IndoNLP / nusa-crowd

A collaborative project to collect datasets in Indonesian languages.
Apache License 2.0
261 stars 61 forks source link

Close #130 | Create dataset loader for ID_Quora_Paraphrasing dataset #200

Closed yana-xuyan closed 2 years ago

yana-xuyan commented 2 years ago

Please name your PR after the issue it closes. You can use the following line: "Closes #ISSUE-NUMBER" where you replace the ISSUE-NUMBER with the one corresponding to your dataset.

Checkbox

yana-xuyan commented 2 years ago

Btw, the citation is not available. Please let me know if it has to be fixed.

bryanwilie commented 2 years ago

by the way, is this id_qqp taken from QQP?

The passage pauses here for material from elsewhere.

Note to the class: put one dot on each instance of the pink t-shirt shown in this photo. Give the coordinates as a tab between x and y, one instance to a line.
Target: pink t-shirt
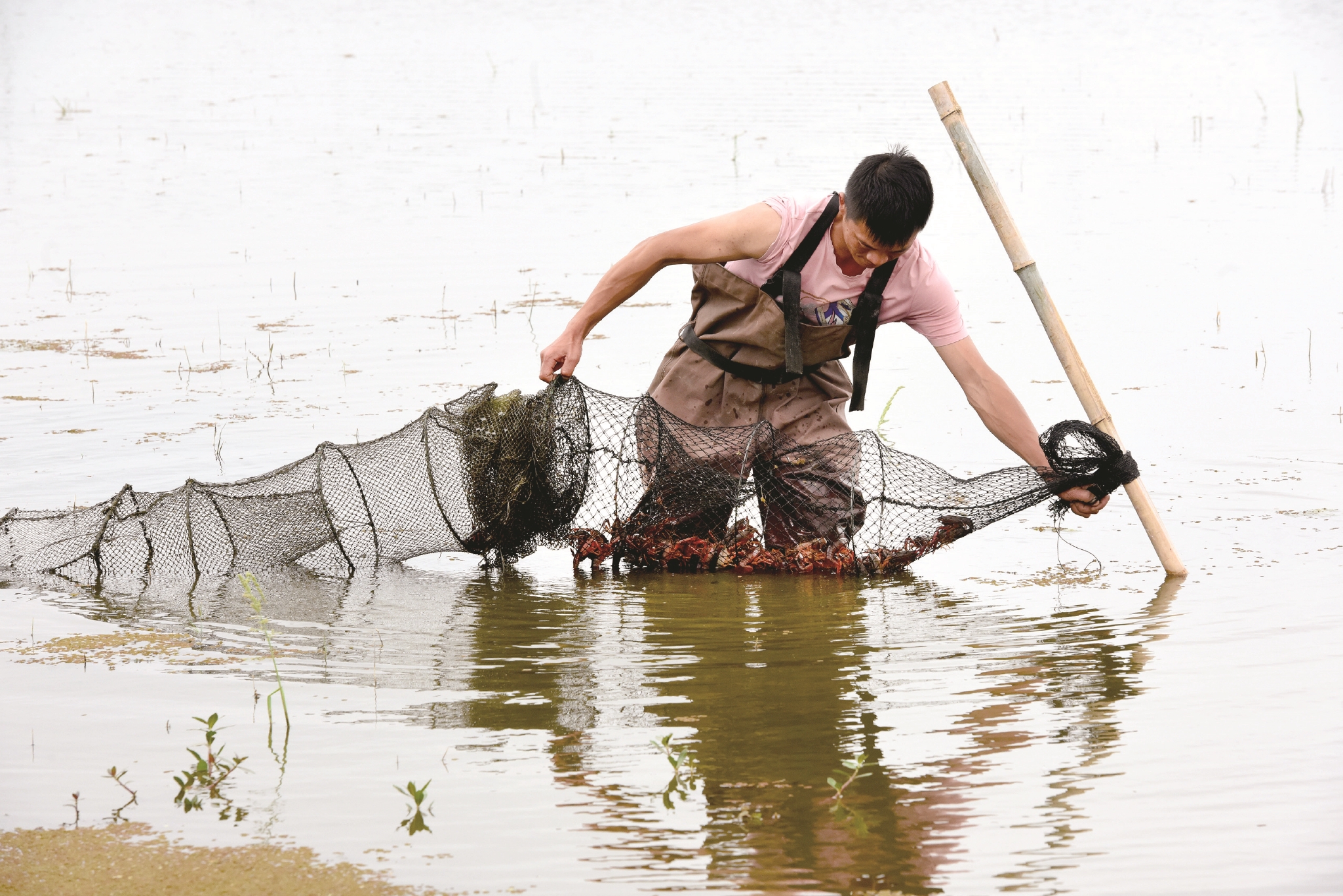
917	293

if yes, maybe we can use this citation too:

@misc{chen2018quora,
  title={Quora question pairs},
  author={Chen, Zihan and Zhang, Hongbo and Zhang, Xiaoji and Zhao, Leqi},
  year={2018}
}
yana-xuyan commented 2 years ago

Sure! I'll address these issues XD

bryanwilie commented 2 years ago

Thank you @yana-xuyan @SamuelCahyawijaya .

Thank you for the fix. One more thing though, could you also attach the DD-MM-YYYY in the citation maybe as per the browsing date? Thanks!

bryanwilie commented 2 years ago

Looks good to me! Thanks @yana-xuyan again for contributing!